At two separate hearings the accused's counsel indicated the nature of the proposed questioning of Detective Kridos. They wished to ask him the going price of marijuana at the time of the defendants' alleged crimes, and to learn from him about investigation procedures commonly used by police in investigating drug sale and similar crimes, including whether in a first transaction police will "front" some of the drugs they are pretending to sell. Counsel appeared not to satisfy the court that this line of questioning could lead to admissible evidence relating to an entrapment defense, as counsel contended it would. Yet the court insisted that Kridos testify.

*732 An essential element of the defense of entrapment is the accused's lack of a predisposition to commit the offense. United States v. Russell, 411 U.S. 423, 93 S.Ct. 1637, 36 L.Ed.2d 366 (1973); State v. Dickinson, 370 So.2d 762 (Fla. 1979). Law enforcement officers may not lure persons into committing a crime who are otherwise innocent. But if the officers have sold the marijuana at a cut rate, as counsel suggested defendants may claim, or sold it at a higher price than they admitted and pocketed the difference — another possibility posed by counsel — there has been no showing of entrapment, even if either of these theories is proven to be true. We think it clear that Kridos could effectively assist neither the defendants nor the prosecution in this case.[3]

DOWNEY and HURLEY, JJ., concur.

ON MOTION FOR REHEARING

GLICKSTEIN, Judge.

We deny the above motion but consider it worthwhile to respond to the concerns expressed therein in the hope of eliminating any lack of clarity.

Our holding was that it was error to compel this expert to testify when he had not been retained by the party and had no specific knowledge of the case, in contrast to general knowledge the individual may have by virtue of being an expert.

Our discussion of entrapment was dictum, and the gist of the holding was not that the detective's testimony would not be relevant.

DOWNEY, J., and HURLEY, DANIEL T.K., Associate Judge concur.

NOTES

[1] Compare Hessek v. Roman Catholic Church of Our Lady of Lourdes in Queens Village, 80 Misc.2d 410, 363 N.Y.S.2d 297 (N.Y. Civ. Ct. 1975), (expert may be compelled to testify as facts within his knowledge but not as to his expert opinion); In re Estate of Rothko, 80 Misc.2d 140, 362 N.Y.S.2d 673 (N.Y. Sup. Ct. 1974), (art expert would not be compelled to testify on his expert opinions as to various art pricing practices); and Commonwealth v. Vitello, 367 Mass. 224, 327 N.E.2d 819 (Mass. 1974), (unavailability to testify at trial of expert who testified preliminarily on the voice print method of recorded voice identification, who had no personal knowledge of matters before the jury, was not violation of defendant's Sixth Amendment protections); with In Re Estate of Stevens, 46 Misc.2d 342, 259 N.Y.S.2d 449 (N.Y. Sup. Ct. 1965) (self-styled expert who had claimed he had documentary evidence pertinent to probate case would be denied protective order against discovery).
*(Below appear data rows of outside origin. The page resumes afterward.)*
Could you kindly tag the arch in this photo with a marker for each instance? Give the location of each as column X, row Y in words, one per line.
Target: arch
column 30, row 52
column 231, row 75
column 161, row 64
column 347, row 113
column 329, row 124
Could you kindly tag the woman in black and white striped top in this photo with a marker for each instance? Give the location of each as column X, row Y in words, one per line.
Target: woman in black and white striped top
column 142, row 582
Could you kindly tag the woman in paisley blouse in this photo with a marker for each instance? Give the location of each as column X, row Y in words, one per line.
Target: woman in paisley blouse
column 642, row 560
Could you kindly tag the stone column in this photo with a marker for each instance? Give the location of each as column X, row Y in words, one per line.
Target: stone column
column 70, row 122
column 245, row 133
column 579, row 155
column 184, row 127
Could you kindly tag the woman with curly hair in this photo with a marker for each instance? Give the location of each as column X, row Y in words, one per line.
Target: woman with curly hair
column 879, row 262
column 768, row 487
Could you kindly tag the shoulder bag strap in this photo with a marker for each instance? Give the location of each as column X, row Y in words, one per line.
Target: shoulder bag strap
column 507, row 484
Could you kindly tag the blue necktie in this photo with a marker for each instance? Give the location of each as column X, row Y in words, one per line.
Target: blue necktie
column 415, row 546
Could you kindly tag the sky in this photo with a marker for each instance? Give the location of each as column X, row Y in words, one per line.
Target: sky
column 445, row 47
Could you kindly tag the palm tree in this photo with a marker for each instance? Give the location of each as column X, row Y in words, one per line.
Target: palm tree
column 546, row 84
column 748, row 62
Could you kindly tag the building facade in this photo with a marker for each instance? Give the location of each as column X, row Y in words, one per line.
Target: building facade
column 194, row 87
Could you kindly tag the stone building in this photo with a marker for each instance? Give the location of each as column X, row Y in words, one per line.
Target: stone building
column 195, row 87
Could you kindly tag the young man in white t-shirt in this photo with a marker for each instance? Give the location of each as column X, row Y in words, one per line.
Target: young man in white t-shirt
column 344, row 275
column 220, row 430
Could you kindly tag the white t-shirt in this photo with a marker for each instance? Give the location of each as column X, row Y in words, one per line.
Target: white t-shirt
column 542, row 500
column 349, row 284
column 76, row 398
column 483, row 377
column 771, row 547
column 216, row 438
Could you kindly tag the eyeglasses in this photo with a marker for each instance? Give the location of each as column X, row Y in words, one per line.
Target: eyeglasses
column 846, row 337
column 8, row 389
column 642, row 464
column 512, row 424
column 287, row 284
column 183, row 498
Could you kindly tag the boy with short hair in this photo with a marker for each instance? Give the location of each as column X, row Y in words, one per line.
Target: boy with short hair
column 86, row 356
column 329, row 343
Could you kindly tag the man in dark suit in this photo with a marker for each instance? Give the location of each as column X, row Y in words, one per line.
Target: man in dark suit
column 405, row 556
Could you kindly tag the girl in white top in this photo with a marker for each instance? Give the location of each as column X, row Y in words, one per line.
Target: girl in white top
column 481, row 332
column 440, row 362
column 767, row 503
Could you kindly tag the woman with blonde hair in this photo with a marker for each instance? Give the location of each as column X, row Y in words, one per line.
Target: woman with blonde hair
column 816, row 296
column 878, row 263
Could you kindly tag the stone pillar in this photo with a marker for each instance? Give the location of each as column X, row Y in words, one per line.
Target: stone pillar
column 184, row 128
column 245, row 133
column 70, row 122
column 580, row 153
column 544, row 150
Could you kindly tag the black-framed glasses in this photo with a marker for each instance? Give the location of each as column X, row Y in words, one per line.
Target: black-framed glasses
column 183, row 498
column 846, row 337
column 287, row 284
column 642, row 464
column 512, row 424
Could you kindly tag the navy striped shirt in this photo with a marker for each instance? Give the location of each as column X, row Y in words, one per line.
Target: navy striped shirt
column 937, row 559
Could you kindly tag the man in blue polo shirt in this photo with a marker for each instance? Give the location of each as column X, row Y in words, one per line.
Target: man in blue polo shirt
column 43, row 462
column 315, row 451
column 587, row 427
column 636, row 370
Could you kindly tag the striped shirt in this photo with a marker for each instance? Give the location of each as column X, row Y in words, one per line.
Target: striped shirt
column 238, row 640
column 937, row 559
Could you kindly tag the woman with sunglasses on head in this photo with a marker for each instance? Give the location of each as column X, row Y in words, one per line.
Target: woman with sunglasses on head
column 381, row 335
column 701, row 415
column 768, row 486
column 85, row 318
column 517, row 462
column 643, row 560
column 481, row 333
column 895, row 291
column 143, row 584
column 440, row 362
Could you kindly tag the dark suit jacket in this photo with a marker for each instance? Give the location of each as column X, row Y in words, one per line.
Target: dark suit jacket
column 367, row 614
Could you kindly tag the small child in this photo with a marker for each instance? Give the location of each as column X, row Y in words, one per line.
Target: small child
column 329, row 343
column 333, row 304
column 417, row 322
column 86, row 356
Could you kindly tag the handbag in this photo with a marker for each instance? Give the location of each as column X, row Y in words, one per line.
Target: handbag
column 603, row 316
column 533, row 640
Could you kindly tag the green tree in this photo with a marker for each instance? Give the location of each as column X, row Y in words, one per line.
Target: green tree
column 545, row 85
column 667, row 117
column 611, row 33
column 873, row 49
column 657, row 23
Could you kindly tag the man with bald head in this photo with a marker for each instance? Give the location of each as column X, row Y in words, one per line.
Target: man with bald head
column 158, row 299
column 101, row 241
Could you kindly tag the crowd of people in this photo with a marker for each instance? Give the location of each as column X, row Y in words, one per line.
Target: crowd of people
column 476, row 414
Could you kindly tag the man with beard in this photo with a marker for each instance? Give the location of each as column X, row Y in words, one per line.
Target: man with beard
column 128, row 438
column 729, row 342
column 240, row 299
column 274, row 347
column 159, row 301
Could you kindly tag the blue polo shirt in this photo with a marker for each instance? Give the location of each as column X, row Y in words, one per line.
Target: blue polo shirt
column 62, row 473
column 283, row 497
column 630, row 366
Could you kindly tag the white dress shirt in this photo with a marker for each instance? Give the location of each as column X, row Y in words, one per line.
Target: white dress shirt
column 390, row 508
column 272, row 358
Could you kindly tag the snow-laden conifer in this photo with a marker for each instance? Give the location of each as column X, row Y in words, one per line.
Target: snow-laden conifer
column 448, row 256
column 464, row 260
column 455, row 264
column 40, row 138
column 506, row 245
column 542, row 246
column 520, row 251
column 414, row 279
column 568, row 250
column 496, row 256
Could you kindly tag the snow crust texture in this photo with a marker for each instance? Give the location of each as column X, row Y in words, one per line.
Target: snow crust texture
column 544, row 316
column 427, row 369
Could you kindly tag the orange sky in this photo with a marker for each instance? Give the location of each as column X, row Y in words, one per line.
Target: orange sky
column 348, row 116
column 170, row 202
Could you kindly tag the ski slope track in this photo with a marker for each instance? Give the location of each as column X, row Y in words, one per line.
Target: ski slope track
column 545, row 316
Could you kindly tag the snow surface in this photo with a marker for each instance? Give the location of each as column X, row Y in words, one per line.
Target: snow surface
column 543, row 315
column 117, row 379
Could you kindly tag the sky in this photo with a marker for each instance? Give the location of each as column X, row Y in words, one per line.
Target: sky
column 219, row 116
[2] We realize that this case differs from the present one, in that the trial court there quashed the taking of the deposition and this action of the judge was held not to be an abuse of discretion; whereas here the trial court refused to quash the subpoena to be deposed and this court is being asked to find the judge's action a departure from the essential requirements of law. Moreover, the Young court does not expressly state the rationale for its conclusion beyond noting that the physician had filed an affidavit that he had no knowledge of the facts, had not agreed to be an expert witness for either party and had never examined or treated the plaintiff.

[3] We reject petitioner's analogy to reporters' confidential source cases, because the latter have peculiar first amendment or common law implications. Likewise, there is no logic to respondent's apparent contention that Kridos needed to be able to show reliable alternative sources for the information being sought. The information being sought was clearly irrelevant; the defense could make no credible use of it either to defend against the prosecution's case or to make a case of its own.